Esensi utama dari Petisi 13 Juli adalah: “Menyembelih Manusia Perjanjian yang merupakan Keturunan Daud”. Anda bisa membaca kalimat berbunyi: “Menyembelih Manusia Perjanjian yang merupakan Keturunan Daud”, dalam teks Petisi 13 Juli terlmpir. Tapi untuk mewujudkan hal itu (Menyembelih Manusia Perjanjian), kekuasaan negeri ini harus berada di tangan Fretilin dan PD yang telah ditetapkan ALLAH untuk menanda-tangani Petisi 13 Juli.

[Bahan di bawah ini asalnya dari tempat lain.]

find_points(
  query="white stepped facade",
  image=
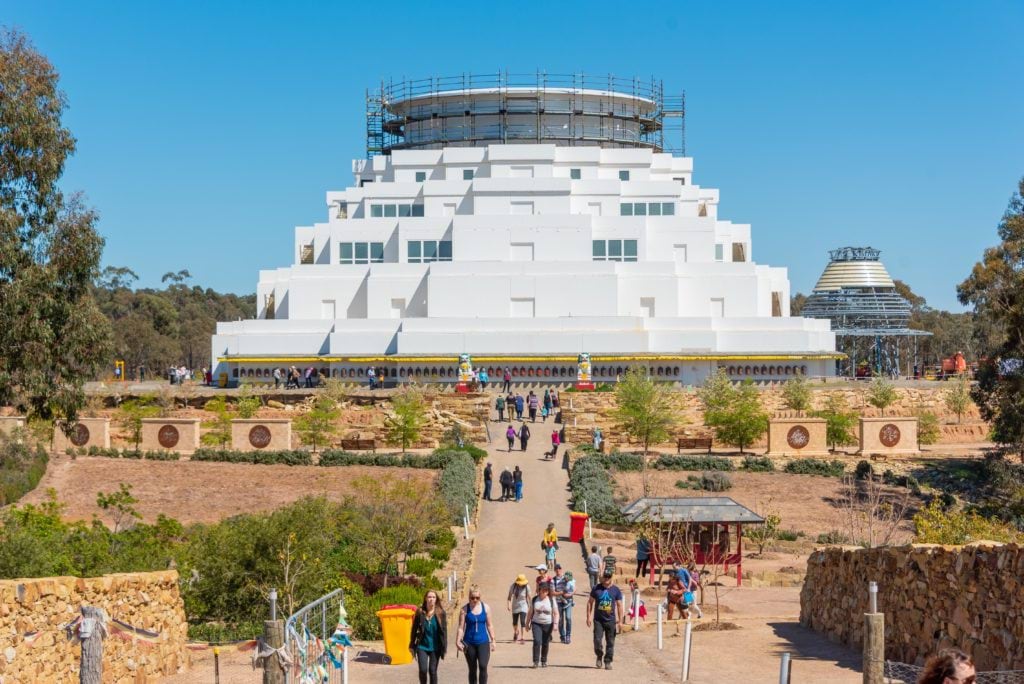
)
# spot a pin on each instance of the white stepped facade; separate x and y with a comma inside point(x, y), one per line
point(524, 255)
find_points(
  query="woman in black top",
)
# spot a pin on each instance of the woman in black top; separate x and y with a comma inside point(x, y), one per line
point(428, 640)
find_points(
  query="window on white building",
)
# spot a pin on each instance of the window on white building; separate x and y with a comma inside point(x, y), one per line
point(647, 209)
point(427, 251)
point(614, 250)
point(718, 307)
point(738, 252)
point(352, 253)
point(390, 210)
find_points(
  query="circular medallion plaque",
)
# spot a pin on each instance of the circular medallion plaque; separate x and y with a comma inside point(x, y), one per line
point(79, 435)
point(889, 435)
point(168, 436)
point(798, 437)
point(259, 436)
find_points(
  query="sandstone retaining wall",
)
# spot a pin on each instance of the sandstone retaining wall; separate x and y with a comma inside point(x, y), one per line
point(971, 597)
point(147, 600)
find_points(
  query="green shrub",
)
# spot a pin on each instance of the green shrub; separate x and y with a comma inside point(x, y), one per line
point(442, 542)
point(458, 484)
point(220, 633)
point(715, 481)
point(399, 595)
point(622, 462)
point(834, 537)
point(834, 468)
point(423, 567)
point(590, 482)
point(758, 464)
point(288, 458)
point(693, 463)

Wajib hukumnya, Fretilin dan PD harus menjadi “episentrum kekuasaan”, untuk mewujudkan esensi Petisi 13 Juli.
Tapi sayangnya, saat itu, Fretilin dan PD yang telah membentuk Kabinet 7 (bermodalkan 30 kursi di Parlamen Nasional), malah digugurkan oleh AMP (Aliansi Mayoritas Parlamen) pada 17 Oktober 2017. Semenjak saat itulah “kebuntuan politik” (impasse politica) muncul dan berlangsung sampai saat ini (2022).
Saya mengucapkan rasa syukur ke hadirat Allah Yang Maha Pengasih dan Maha Penyayang, karena atas perlindunganNya lah, hari ini, 11 Maret 2022, saya masih diberi nafas kehidupan untuk menuliskan “kesaksian” ini. Semoga bermanfaat. TUHAN YESUS memberkati kita semua. Amen.
“Sebuah revolusi berhasil atau gagal, orang-orang kecil selalu menjadi korban” (n.n).